Correlating location with function
A key advantage of this reconstruction method is the ability to correlate functional neural activity with several anatomical locations for extensive mapping studies across animals. In this study, the spatial organization of three general frequency laminae within the central nucleus of the IC (ICC) across animals was reconstructed from the neurophysiological and anatomical data. In vivo experiments were conducted within a sound attenuating, electrically-shielded room, and controlled by a computer using TDT hardware (Tucker-Davis Technology, Alachua, FL) and custom software written in MATLAB (MathWorks, Natick, MA). The TDT-MATLAB system digitally generates acoustic stimuli at a 200 kHz D/A sampling rate (24 bit sigma-delta). Acoustic stimulation was presented via a speaker coupled with the left ear canal by a custom-made hollow ear bar. The speaker-ear bar system was calibrated by coupling the tip of the ear bar with a 0.25-in ACO Pacific condenser microphone (Belmont, CA) via a short plastic tube that represents the ear canal. The neural data was sampled at a rate of 25 kHz (16-bit), passed through analog DC-blocking and anti-aliasing filters up to 7.5 kHz, and later digitally filtered between 0.3 and 3 kHz for spike analysis.

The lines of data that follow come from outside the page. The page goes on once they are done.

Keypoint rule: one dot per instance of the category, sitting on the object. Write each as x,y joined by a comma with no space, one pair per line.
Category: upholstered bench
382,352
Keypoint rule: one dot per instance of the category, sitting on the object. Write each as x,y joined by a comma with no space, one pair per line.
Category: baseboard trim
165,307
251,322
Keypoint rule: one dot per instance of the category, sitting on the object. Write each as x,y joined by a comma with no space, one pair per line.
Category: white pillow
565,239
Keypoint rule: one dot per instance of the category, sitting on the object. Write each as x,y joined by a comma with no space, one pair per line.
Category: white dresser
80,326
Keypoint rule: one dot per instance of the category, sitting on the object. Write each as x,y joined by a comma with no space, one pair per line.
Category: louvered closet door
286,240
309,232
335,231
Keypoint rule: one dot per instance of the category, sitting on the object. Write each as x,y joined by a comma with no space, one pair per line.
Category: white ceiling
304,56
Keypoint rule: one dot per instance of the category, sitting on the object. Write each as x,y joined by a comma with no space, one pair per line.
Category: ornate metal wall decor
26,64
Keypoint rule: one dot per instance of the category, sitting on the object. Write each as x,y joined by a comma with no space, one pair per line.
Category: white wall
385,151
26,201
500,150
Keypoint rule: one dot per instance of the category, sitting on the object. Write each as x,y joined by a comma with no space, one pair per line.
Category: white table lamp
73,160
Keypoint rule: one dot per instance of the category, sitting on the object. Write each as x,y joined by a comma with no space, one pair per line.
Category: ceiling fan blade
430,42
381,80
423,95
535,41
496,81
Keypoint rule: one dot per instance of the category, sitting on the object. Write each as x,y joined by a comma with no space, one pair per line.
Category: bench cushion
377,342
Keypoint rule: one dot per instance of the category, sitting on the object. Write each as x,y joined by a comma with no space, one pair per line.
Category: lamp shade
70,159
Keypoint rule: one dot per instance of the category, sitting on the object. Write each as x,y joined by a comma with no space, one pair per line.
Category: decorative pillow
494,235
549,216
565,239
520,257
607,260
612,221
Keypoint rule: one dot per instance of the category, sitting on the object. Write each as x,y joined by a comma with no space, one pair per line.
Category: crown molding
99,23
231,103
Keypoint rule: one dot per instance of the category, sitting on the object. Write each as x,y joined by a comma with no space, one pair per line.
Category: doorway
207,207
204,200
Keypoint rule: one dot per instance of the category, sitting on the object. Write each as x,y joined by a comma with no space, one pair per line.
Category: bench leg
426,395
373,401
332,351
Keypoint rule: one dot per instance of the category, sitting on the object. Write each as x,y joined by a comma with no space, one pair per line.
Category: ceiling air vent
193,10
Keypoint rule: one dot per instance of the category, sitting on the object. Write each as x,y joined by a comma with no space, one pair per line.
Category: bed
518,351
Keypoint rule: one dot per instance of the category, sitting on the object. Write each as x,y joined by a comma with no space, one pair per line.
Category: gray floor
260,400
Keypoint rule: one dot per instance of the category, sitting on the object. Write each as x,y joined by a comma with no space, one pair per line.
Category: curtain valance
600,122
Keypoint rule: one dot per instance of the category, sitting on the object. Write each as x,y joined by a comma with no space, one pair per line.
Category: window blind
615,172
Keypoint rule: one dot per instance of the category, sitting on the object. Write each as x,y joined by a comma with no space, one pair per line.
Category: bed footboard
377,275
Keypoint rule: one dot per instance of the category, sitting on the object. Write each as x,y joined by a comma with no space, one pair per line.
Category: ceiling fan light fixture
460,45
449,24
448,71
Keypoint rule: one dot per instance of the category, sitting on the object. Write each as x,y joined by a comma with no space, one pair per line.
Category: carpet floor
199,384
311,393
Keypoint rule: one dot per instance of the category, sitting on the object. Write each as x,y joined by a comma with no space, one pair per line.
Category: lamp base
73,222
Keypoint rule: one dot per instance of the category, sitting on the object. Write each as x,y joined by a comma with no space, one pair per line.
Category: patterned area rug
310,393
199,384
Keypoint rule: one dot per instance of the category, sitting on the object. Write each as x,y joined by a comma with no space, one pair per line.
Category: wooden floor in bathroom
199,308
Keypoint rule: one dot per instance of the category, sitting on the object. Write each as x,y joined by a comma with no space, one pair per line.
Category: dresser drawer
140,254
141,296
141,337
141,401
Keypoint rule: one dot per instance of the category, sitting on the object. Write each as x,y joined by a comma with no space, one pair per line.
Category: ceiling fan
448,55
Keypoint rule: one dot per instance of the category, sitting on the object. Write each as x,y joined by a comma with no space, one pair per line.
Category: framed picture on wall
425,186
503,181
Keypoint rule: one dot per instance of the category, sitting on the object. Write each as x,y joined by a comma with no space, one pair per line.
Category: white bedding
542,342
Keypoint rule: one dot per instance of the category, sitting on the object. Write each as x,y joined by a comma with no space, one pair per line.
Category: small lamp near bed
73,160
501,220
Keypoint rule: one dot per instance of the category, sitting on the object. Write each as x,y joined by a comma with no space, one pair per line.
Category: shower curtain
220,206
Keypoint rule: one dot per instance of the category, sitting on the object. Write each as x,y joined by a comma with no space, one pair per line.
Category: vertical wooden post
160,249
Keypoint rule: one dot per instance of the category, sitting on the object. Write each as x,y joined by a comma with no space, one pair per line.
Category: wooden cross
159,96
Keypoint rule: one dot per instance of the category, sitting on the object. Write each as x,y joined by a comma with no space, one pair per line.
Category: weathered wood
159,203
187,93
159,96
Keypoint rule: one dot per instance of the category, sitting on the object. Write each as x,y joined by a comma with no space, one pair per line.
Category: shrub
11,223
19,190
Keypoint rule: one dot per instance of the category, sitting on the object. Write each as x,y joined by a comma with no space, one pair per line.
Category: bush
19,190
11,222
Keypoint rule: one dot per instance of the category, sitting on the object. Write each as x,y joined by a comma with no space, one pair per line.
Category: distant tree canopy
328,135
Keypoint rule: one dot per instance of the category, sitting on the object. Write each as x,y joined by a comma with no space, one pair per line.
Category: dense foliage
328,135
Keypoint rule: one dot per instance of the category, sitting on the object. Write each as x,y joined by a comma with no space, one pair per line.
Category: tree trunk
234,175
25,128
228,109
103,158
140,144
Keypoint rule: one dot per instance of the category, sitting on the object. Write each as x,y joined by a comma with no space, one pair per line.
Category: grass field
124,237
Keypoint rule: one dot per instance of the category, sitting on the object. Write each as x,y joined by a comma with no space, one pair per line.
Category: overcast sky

Neural activity was recorded in response to 100 trials of 70 dB SPL, 50 ms duration (0.5 ms rise/fall ramp times) broadband noise (6 octaves centered at 5 kHz) and post-stimulus time histograms were plotted for visualization. Additionally, frequency response maps were plotted by varying 50 ms (5 ms rise/fall ramp times) pure tones (1–40 kHz in 8 steps/octave) from 0 to 70 dB SPL and recording the normalized spike rates for four trials of each stimulus (Figure 8). The spike rate was calculated by finding when the voltage exceeded 3.5 standard deviations above the noise floor within a window of 5–65 ms following the onset of the acoustic stimulus. The best frequency (BF) of each electrode site was determined by taking the centroid of activity across frequencies at 10 dB above the visually-identified threshold level. This BF measure was used instead of characteristic frequency (i.e., frequency corresponding to the maximum activity at threshold) because it was less susceptible to noise and more consistent with what was visually estimated from the frequency response maps.
Results
The first validation of our method was to qualitatively compare our computer model (Figures 3E and F) of the midbrain to images of the midbrain taken a day before slicing. Overlaying our reconstruction on the fixed midbrain (dorsal view shown in Figures 3A and B and lateral view in Figures 3C and D) shows a close correspondence in shape and size of the midbrain. We also quantified the errors associated with the reconstruction process, starting with the accuracy of aligning slices. Another major source of error is due to the subjectivity involved with tracing and aligning the different slices together. Four trained individuals independently reconstructed the same midbrain and we calculated the variation in electrode and reference track locations across slices and for a fully reconstructed midbrain. When normalizing across different midbrains, there is the additional variation of midbrain size and shape that cannot be avoided. Even with this animal variation, we were able to consistently reconstruct several frequency laminae of the ICC across three different animals.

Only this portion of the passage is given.